У Ольги Андреевны невольно создалась аналогия между описываемой любовной драмой и своей собственной, переживаемой ею; своя показалась ей куда тяжелее, и у нее зареяли мысли:
«Впереди только возможность побега. Боже! Зачем Ты допустил до этого? Идти против отцовской воли? Быть может, навлечь на себя его проклятие. Да и какой позор для него: дочь сбежала! Ведь этого никак не скроешь. На него будут пальцем показывать. Как ему не проклясть нас? А дальше какая же жизнь, какое же счастье под тяготой проклятья? Краденое счастье! Что же хорошего можно купить грехом?»
И в душу девушки закрадывалась беспросветная безнадежность. Ею овладело глубокое, печальное раздумье, и не замечаемые ею слезы одна за другой западали на страницу раскрытой, но уже не читаемой книги.
Тихо отворилась дверь. Свияжская не слышала и продолжала сидеть с уроненной на грудь головой, как прекрасная, юная статуя скорби.
— Деточка! О чем эти слезы? — послышался подле нее мягкий голос, и чья-то рука ласково легла ей на плечо.
Ольга Андреевна вздрогнула и оторопела: перед нею стояла императрица. Однако Свияжская опомнилась и быстро поднялась.

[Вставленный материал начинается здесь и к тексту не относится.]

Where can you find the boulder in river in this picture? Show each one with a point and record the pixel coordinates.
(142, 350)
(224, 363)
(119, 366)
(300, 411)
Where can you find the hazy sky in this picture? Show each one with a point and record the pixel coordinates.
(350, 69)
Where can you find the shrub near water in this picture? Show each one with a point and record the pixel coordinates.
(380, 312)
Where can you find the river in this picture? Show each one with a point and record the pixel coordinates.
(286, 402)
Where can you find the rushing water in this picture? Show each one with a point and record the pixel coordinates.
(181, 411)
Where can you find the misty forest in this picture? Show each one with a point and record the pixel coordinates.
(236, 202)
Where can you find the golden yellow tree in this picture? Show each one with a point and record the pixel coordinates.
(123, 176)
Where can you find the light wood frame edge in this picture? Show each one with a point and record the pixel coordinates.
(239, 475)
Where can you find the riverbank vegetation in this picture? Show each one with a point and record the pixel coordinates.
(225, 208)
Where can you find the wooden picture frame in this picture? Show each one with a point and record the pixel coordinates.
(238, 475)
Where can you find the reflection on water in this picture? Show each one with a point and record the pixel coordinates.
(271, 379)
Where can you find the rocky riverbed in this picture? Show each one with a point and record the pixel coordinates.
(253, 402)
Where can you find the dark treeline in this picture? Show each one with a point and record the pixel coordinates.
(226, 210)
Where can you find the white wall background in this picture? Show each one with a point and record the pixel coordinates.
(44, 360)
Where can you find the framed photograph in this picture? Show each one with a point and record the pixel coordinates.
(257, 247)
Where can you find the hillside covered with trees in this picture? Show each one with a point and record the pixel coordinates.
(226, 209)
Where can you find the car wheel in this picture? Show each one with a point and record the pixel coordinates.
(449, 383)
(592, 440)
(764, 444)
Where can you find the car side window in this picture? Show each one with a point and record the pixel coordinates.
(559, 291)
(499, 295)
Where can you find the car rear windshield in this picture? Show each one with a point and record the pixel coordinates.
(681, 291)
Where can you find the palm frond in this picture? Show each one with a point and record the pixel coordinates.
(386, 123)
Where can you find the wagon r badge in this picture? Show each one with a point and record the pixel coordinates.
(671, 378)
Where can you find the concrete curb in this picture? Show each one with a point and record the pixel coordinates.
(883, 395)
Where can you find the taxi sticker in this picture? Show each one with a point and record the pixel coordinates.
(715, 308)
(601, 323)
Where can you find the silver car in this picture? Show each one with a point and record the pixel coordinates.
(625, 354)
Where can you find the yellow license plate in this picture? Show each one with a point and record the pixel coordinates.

— Ваше величество! — смущенно залепетала она, стараясь смахнуть досадные слезы. — Простите! Я не слышала… Задумалась…
— Ты о чем-то грустишь, детка? Сядь-ка, сядь! О чем же? От матери грешно скрывать, а разве я для вас не та же мать?
Голос государыни проникал в душу, ясные глаза светились теплой, материнской лаской.

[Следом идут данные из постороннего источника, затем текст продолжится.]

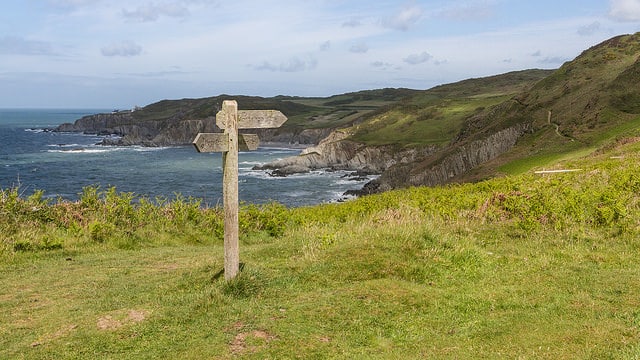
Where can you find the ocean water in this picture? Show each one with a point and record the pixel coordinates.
(61, 164)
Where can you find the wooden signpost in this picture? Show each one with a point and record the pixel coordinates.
(229, 143)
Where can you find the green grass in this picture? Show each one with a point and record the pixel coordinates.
(518, 267)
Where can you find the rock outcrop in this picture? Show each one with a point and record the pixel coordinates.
(337, 152)
(174, 132)
(431, 172)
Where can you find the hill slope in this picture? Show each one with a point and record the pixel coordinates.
(585, 103)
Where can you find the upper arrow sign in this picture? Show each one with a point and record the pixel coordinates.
(254, 119)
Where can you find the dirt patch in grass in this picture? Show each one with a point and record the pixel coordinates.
(116, 321)
(249, 341)
(51, 337)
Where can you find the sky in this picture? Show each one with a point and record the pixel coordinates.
(126, 53)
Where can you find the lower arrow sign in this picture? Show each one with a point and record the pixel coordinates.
(219, 142)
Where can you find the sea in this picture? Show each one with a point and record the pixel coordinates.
(33, 158)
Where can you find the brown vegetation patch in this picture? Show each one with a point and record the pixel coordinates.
(250, 341)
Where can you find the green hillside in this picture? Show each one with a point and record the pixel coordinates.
(528, 266)
(592, 100)
(437, 115)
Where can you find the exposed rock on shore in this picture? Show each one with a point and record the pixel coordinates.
(338, 153)
(174, 132)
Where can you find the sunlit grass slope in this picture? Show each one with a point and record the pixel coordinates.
(529, 266)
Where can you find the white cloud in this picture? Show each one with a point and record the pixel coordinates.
(590, 29)
(352, 23)
(405, 19)
(13, 45)
(468, 11)
(415, 59)
(295, 64)
(325, 46)
(124, 48)
(359, 48)
(625, 10)
(152, 12)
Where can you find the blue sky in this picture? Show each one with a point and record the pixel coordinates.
(123, 53)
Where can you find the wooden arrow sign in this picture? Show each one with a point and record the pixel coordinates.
(253, 119)
(219, 142)
(229, 142)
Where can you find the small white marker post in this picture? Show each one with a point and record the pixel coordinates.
(229, 143)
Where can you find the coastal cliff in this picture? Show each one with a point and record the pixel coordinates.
(175, 132)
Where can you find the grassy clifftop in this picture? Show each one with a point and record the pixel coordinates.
(530, 266)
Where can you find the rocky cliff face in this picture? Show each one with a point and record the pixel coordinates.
(399, 168)
(339, 153)
(174, 132)
(431, 172)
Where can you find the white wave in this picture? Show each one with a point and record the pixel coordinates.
(84, 150)
(66, 145)
(148, 149)
(298, 193)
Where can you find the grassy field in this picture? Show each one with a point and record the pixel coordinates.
(521, 267)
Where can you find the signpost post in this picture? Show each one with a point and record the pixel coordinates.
(229, 143)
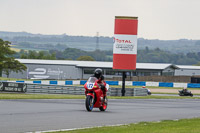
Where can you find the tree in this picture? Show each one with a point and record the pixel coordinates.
(85, 58)
(7, 62)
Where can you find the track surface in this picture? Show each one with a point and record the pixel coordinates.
(38, 115)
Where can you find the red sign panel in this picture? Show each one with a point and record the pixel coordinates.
(125, 43)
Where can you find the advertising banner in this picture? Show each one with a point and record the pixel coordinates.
(125, 43)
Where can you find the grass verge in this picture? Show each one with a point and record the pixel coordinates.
(53, 96)
(166, 126)
(38, 96)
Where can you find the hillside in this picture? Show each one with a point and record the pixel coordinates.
(24, 40)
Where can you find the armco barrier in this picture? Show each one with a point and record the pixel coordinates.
(163, 84)
(128, 83)
(58, 89)
(138, 83)
(192, 85)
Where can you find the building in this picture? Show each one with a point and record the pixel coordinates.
(67, 69)
(186, 70)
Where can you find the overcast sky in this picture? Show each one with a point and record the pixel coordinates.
(158, 19)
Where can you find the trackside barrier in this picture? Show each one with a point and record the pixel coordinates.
(13, 87)
(128, 83)
(58, 89)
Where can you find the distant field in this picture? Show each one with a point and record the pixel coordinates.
(15, 49)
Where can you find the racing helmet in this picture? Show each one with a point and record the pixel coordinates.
(98, 73)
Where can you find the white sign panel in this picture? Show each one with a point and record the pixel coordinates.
(125, 44)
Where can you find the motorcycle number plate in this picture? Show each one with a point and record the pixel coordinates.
(90, 85)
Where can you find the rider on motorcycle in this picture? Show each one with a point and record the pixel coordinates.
(99, 75)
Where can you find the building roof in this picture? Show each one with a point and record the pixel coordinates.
(188, 67)
(95, 64)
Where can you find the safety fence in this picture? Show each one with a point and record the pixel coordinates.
(128, 83)
(59, 89)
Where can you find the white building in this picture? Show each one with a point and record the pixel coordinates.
(67, 69)
(186, 70)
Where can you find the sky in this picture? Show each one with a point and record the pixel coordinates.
(157, 19)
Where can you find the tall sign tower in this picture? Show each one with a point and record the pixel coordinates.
(125, 45)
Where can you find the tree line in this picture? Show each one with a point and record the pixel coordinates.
(144, 56)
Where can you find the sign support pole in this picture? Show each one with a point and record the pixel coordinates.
(123, 83)
(125, 46)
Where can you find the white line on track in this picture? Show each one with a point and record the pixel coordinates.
(70, 129)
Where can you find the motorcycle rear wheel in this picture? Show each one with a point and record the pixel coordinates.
(104, 105)
(89, 103)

Какие-то новые струны задрожали в сердце Ольги; ей захотелось излить все, что наболело, как перед матерью, довериться, услышать слово участия.
— Я вам все скажу, ваше величество, только не браните меня за то, что я грешна… Я ведь и несчастна! — воскликнула Свияжская и затем в каком-то экстазе быстро, несвязно, но подробно поведала все государыне: о своей любви к Назарьеву, о сватовстве Дудышкина, наконец о задуманном побеге. — Простите меня, ваше величество! Я гадкая, грешная, нехорошая, — закончила она речь, целуя и обливая слезами руки императрицы.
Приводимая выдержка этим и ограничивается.